I know there's A LOT of information in this post that doesn't necessarily relate to art and graffiti (ahem, Marzano?). I feel like I am very lucky that my school chose Marzano over the Danielson Framework for our APPR because in my art education courses at St. Lawrence University, the textbook of choice was Marzano's A Different Kind of Classroom, so I have a bit of a heads up on this whole Marzano thing compared to other teachers in my district.  I am not very familiar with the Danielson Framework, but hopefully there is a cross-over in some of this information that can be found useful for those who have to use Danielson!


  1. I don't know if you are a member of NAEA, but I am, and they send out a periodic glossy publication which usually focuses on one topic in-depth. The most recent issue is devoted to graffiti/street art, and each article is excellent - informative and provocative. If you haven't seen this issue, you should try to get a copy ASAP. I don't recall the name of the magazine offhand, but if you want to know, send me an email and I'll double check for you.

  2. One more thing - at the risk of sounding completely ignorant - lately you've mentioned 'bell-ringers'. This is a term I've seen suddenly cropping up lately, but not one I ever heard mentioned in my school district, EVER. What exactly is meant by a 'bell-ringer' activity?

    And lastly - a couple more graffiti thoughts -
    While there is much street art that is politically savvy, or socially conscious, there is also graffiti that represents gang affiliation. The kids probably know that, and some might even think that is 'cool'. I think it is extremely important to discuss this and set parameters to what kind of name is acceptable for this project. Also, I'd discuss the legal ramifications, since you are introducing a kind of art that, while it is 'in' right now, is often done under cover of night, outside of the law.
    A lot of kids are probably interested in the link between graffiti and tattoo art, as well.
    And finally, for fun, if I was showing them street imagery, I'd also show an example or two of 'yarn-bombing'!

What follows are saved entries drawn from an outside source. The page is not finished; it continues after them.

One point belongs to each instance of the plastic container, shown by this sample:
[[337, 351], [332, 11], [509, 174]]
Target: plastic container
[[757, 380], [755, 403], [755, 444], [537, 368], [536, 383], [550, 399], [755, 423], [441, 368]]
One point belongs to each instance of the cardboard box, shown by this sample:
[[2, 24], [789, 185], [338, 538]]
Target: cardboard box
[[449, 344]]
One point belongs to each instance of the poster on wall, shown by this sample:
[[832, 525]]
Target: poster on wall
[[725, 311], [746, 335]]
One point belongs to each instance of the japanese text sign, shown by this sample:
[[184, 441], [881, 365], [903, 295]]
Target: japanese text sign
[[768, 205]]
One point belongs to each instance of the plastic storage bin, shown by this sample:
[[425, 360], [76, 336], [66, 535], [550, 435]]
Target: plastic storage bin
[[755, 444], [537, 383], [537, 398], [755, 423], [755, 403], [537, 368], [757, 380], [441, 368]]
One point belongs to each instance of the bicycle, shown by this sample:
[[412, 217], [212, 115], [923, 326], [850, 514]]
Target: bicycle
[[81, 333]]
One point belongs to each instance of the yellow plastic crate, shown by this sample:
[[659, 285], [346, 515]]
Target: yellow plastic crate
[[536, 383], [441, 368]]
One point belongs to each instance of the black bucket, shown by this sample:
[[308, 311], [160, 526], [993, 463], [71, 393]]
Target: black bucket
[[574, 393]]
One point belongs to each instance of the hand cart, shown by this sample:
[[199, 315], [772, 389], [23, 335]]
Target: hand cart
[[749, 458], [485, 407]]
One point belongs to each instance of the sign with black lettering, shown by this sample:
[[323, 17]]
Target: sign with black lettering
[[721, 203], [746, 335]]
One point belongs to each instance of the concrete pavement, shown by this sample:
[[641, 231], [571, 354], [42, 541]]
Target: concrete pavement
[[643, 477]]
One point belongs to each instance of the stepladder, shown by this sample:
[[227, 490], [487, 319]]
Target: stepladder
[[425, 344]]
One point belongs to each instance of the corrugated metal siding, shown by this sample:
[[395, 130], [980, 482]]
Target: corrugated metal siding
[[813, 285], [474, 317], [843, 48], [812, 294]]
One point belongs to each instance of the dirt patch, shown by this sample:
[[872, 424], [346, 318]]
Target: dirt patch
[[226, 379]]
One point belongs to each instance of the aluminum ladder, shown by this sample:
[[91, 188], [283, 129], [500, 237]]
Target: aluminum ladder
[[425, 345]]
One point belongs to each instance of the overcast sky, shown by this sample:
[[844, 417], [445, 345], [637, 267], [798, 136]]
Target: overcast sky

    1. A bell ringer is something that the students need to do right when they enter the classroom. It is usually a review question or something related to the days topic to get their attention focused as soon as they enter the classroom. I will be requiring students to do their bell ringers in a section of their sketchbook. One day it might be a question about graffiti for them to answer, and another day it could be a drawing prompt for a quick sketch.

      I definitely plan on discussing the legalities of graffiti with students. There is a great little passage in the book I'm using by the artist that talks about being expressive with graffiti in a legal way. Depending on how into the unit the students get (and how long their attention stays focused), I'd like to get into other things like graffitis influence on tattoos and clothing. The workbook I bought actually touches in the fashion has design prompts for sweatshirts, sneakers, hats etc.

    2. And actually, I found an article from about four months ago in Canada I believe that talks about illegal versus legal street art, and how one town is creating a "graffiti alley" just for street art. I plan to possibly give articles like this for homework assignments. It'll make for good bell ringer discussions the next day!

  3. As if I haven't annoyed you enough today - what color are their sketchbooks? What media are you using for the tags?

    1. I'm actually going to be using the a book binding kit from Blick for sketchbooks with 7th grade. The covers are plain cardboard. There is a spiral binding and they fit about 40 pages of 80 lb. paper. I'm thinking of giving options for the final tag...I have paint, but I also have six of the Crayola airbrush marker pumps, and I found an actually air brush machine in the high school art room, so if that works I may let the kids use that as well. As we practice and refine the tags, I'll have the kids use the different materials available to decide what they want to use.